I also decided against adding target="_blank", though I easily could have. The reason was that the client has a CMS with a WYSIWYG editor, and so they have control over adding a target or not adding it. It was better in my mind to leave those things in their control and use jQuery to automatically do things that enhance the experience for the end user.

3 Responses
Add your response

Hello, i'm having some issue with your nice script.
I tried to force (via Inspector) a rel="external" in one of my external links and the css class successfully worked.

I think that should be an error in your jquery script, or maybe something different came up with latest jquery releases, so the code doesn't add this rel attribute to 'a' elements..

Do you have any suggestion for this problem?

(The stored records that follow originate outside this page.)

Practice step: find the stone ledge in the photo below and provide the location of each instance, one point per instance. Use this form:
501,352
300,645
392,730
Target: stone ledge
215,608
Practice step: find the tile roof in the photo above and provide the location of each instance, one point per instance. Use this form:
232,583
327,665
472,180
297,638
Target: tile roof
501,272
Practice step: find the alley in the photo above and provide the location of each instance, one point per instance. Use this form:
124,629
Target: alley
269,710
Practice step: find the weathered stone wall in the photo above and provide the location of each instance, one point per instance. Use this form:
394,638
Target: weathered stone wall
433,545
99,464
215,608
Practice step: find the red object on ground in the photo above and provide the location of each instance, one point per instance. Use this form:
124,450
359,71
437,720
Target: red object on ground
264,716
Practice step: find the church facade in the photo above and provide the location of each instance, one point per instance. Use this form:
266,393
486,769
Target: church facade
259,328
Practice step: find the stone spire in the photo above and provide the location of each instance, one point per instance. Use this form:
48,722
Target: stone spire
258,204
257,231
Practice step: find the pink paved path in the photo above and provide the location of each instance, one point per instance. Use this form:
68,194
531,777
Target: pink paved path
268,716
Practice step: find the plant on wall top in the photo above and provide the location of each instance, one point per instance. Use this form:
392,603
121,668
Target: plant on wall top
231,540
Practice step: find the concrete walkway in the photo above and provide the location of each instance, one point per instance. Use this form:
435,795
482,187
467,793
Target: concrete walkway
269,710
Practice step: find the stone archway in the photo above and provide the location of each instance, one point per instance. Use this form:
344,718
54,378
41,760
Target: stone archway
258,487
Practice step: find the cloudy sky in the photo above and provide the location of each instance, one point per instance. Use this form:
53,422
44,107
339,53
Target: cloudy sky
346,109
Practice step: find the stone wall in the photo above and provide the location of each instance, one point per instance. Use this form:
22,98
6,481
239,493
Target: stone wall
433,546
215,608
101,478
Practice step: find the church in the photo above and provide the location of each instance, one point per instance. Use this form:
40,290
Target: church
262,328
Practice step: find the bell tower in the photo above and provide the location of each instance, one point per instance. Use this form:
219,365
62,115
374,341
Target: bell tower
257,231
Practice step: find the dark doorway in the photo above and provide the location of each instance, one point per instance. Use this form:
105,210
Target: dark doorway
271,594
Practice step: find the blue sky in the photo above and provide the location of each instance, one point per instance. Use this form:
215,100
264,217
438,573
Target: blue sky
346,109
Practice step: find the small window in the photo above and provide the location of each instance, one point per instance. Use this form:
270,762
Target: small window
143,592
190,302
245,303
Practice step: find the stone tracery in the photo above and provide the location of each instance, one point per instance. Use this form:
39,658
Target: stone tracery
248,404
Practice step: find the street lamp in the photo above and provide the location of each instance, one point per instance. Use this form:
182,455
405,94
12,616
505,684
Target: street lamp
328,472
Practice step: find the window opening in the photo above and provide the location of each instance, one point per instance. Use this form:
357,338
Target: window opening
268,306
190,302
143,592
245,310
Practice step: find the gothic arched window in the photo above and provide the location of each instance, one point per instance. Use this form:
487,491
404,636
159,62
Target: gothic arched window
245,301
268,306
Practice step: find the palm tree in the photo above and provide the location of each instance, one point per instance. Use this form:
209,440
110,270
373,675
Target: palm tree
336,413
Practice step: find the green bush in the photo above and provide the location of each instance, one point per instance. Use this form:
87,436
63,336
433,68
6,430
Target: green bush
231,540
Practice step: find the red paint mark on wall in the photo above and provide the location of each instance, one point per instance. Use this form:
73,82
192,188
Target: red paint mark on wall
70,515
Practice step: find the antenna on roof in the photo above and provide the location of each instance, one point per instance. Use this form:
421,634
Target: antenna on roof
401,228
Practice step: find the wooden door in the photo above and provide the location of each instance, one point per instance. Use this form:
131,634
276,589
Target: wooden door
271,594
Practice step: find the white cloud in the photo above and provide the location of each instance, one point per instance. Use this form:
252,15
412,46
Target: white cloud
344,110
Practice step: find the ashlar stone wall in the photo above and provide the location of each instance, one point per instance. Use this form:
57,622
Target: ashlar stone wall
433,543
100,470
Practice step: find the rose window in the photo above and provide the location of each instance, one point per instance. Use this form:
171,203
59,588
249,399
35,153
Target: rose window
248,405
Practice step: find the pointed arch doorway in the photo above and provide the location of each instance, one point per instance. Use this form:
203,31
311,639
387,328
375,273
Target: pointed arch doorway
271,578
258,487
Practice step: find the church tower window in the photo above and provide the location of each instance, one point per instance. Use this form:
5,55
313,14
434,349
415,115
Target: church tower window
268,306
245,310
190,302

btw Thanks a lot for your contribution, as you said i can't find many solution on the web!

Pietro

over 1 year ago ·

I'm not sure about what the script is doing for you that it is not supposed to do, subfighter3. The script was written to specifically add rel=external to anchors, so, it is not an error that it adds them to <a> elements. Are you saying that it no longer works? Make sure that if you use a different classname for your container element, that you change the jQuery. I use .text in the $('.text a') jQuery each() but you may use something else.

over 1 year ago ·

Actually I solved my problem. My issue was caused because I wanted to have $('a') without any other selector to have the external link icon also in footer.

in the end I added more specific selector because i'm using Squarespace with relative links only.

btw in the end works fine, thank you for your nice solution!